One caveat of our study is that the rTg-D rats, aged 20-24 M, in the proteomic analysis were not aged matched with the control WT rats, aged 12 M, and therefore it is possible that some of the observed protein expression changes are a result of normal aging in the rat brain. However, WT rats aged to 24 M do not exhibit CAA or severe related pathologies, such as cerebral microbleeds, suggesting the rTg-D proteome would be similarly different from 24 M WT rats. Nevertheless, to control for this potential confounding variable, it would be important to compare rTg-D rats with age matched WT rats in all future proteomic studies. Down regulation of TUBB2A, TUBA4A, and TBCA (Figure 7) could be indicative of microtubule destabilization, which often contributes to neurodegeneration observed in CAA and ADcases.⁵² Additionally, TBCA is reported to harbor an essential role in maintaining cell viability, as its silencing caused cytoskeleton disruption that ultimately lead to cell cycle arrest and cell death.⁵³ Finally, MBP, with known essential roles in axonal myelination and stabilization⁴⁷ was also decreased in the rTg-D rats.⁵⁴ Taken together, these downregulated proteins suggest a signature of microtubule and axonal destabilization, demyelination, and neurodegeneration, and could point to mechanisms underlying the neuronal dysfunction leading to cognitive impairment observed in CAA type-2.

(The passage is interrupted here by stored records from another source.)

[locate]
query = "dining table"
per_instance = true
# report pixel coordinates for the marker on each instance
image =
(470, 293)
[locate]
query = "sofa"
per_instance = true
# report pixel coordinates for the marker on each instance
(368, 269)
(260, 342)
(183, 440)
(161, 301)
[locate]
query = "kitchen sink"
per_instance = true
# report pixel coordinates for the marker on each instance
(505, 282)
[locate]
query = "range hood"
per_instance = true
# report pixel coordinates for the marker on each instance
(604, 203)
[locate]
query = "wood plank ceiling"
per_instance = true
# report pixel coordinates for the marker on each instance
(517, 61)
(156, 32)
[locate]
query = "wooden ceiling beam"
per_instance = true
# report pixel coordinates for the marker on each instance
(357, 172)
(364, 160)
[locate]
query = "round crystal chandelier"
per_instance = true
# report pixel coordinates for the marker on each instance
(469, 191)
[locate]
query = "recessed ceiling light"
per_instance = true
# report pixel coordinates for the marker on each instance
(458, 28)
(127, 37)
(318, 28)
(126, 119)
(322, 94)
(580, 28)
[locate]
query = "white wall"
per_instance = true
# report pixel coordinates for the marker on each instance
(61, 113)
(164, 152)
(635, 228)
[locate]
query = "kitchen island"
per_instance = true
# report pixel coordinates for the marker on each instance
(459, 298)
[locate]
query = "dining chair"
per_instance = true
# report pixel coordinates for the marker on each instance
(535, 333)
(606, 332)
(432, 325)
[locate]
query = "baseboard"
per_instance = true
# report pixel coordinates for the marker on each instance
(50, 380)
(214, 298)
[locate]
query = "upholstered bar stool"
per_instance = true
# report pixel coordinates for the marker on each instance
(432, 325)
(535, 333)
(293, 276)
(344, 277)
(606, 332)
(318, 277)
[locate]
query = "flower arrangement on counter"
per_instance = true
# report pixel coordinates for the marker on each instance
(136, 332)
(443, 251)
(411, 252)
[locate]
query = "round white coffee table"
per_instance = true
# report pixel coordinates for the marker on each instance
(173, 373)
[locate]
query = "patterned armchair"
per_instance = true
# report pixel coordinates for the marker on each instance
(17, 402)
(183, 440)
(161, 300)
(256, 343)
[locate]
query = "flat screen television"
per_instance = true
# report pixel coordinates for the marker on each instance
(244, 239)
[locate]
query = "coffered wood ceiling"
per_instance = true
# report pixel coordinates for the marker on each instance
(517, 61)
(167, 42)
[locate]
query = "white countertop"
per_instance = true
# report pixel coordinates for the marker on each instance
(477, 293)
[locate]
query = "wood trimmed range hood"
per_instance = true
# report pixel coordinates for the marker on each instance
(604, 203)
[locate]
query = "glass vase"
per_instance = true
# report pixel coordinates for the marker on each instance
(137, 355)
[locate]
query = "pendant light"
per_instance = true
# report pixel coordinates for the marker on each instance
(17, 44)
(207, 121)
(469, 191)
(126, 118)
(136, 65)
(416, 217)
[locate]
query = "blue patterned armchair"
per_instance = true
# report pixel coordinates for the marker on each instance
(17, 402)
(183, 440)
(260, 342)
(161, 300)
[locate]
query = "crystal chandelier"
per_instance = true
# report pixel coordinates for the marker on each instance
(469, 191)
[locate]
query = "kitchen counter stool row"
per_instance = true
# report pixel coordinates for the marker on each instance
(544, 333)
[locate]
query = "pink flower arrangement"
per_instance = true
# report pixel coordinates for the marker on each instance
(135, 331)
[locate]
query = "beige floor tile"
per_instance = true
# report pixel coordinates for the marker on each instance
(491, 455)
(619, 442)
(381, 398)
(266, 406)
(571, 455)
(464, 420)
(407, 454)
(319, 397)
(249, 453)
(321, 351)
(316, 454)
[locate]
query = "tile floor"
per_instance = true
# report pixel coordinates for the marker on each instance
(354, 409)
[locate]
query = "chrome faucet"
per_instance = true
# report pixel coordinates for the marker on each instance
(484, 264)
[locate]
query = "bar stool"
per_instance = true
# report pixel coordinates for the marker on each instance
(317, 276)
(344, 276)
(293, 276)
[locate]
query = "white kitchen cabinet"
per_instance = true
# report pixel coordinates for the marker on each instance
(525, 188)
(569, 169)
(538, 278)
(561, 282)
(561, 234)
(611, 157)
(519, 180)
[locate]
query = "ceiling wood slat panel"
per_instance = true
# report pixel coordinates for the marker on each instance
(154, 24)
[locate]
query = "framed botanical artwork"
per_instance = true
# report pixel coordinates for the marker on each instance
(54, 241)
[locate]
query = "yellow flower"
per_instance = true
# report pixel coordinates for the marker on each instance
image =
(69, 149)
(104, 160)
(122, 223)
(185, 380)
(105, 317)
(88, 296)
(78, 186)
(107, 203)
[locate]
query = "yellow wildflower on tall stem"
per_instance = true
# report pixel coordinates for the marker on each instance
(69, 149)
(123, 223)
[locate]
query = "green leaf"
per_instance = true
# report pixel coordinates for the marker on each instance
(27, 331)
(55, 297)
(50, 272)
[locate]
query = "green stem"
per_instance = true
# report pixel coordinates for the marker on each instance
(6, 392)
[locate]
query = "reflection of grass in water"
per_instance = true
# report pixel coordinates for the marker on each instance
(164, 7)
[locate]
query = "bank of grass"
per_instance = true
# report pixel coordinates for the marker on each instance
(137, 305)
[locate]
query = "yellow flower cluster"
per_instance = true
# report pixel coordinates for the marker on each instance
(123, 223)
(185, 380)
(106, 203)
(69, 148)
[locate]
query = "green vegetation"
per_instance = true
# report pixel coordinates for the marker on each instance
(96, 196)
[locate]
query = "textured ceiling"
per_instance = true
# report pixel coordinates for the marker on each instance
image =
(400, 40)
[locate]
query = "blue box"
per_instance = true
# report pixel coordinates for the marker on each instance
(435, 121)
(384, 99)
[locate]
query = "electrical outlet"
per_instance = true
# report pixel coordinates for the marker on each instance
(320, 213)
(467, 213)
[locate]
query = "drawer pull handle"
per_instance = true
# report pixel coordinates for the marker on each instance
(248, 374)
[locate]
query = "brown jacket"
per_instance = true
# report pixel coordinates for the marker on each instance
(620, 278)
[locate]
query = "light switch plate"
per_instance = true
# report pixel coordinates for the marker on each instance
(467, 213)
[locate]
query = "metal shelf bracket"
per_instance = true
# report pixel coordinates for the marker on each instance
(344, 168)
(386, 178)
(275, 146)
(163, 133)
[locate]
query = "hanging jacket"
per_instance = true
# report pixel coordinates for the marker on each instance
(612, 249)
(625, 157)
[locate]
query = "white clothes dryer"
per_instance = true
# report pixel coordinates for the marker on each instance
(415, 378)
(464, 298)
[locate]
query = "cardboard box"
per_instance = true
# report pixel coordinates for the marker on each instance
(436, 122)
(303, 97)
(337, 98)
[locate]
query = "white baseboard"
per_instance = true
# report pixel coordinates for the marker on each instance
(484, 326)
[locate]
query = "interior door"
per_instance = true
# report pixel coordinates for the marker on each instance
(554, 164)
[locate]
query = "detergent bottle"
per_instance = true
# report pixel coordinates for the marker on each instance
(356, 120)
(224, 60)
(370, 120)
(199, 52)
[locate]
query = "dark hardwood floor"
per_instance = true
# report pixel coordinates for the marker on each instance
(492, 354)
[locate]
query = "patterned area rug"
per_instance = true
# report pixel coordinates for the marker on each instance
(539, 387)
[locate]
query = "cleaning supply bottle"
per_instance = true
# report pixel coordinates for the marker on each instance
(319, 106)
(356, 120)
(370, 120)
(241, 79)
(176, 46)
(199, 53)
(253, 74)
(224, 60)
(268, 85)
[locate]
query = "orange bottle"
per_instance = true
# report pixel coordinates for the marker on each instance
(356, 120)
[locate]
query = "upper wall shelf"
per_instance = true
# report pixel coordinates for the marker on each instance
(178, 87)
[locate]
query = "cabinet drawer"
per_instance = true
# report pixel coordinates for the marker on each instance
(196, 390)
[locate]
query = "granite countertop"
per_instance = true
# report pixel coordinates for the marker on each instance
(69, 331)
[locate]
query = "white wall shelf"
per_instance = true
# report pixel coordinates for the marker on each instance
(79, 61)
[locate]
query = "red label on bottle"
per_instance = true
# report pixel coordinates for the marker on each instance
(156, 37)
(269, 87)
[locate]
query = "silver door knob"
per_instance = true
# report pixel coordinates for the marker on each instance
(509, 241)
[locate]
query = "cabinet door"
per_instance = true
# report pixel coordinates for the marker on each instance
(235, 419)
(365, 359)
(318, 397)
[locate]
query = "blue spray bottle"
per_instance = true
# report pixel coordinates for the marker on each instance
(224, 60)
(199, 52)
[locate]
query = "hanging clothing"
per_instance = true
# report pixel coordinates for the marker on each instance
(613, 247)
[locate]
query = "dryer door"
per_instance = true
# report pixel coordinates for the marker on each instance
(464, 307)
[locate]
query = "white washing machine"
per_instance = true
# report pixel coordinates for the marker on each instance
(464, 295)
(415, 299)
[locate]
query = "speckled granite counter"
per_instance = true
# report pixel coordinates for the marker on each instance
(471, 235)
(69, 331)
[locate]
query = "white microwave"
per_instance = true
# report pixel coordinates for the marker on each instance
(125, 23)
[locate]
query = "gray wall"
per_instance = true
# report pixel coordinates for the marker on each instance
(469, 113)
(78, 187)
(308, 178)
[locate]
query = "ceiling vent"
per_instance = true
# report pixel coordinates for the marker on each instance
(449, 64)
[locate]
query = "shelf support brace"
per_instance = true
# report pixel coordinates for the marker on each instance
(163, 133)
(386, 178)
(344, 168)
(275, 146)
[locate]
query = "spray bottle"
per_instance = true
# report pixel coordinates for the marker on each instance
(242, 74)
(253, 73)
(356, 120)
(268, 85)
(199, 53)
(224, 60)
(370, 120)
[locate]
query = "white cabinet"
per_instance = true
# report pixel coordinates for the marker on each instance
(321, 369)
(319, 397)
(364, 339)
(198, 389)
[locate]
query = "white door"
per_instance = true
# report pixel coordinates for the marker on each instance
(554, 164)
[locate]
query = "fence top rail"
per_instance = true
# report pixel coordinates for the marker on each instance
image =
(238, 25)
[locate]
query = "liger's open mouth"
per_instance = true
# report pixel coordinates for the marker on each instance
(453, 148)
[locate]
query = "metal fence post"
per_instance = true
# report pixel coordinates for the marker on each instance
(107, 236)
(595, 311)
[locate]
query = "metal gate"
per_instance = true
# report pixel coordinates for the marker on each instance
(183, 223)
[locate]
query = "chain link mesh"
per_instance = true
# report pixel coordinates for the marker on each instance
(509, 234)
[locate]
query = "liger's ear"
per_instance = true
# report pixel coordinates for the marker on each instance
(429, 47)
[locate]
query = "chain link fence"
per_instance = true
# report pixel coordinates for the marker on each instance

Numerous studies including transcriptomic analysis of human hereditary Dutch-type CAA, and our previous analysis of the rTg-DI rat model, have linked upregulation of TGF-β1 and CAA.^45,66,67 Therefore, despite not detecting TGF-β1 in our proteomic analysis, we investigated evidence of TGF-β1 activation using IPA pathway analysis by mapping all proteins within our dataset linked to TGF-β1 (Figure 9A). The expression pattern of these proteins was consistent with activation of TGF-β1, and we then confirmed TGF-β1 upregulation in the rTg-D rats via ELISA (Figure 9B). Due to its various reported functions, TGF-β1 has a complicated relationship with blood-brain barrier (BBB) integrity, both reported to induce endothelial to mesenchymal transition that can lead to BBB dysfunction, but also can promote tight barrier phenotypes in brain endothelial cells and reduce BBB permeability.^59,60 Additionally, TGF-β1 has been associated with BBB dysfunction and leakage in long COVID-associated cognitive impairment.⁶⁸ Therefore, while increases in TGF-β1 gene and protein expression in CAA are established, whether this is a contributory or compensatory mechanism in CAA pathologic progression and loss of BBB integrity requires further investigation.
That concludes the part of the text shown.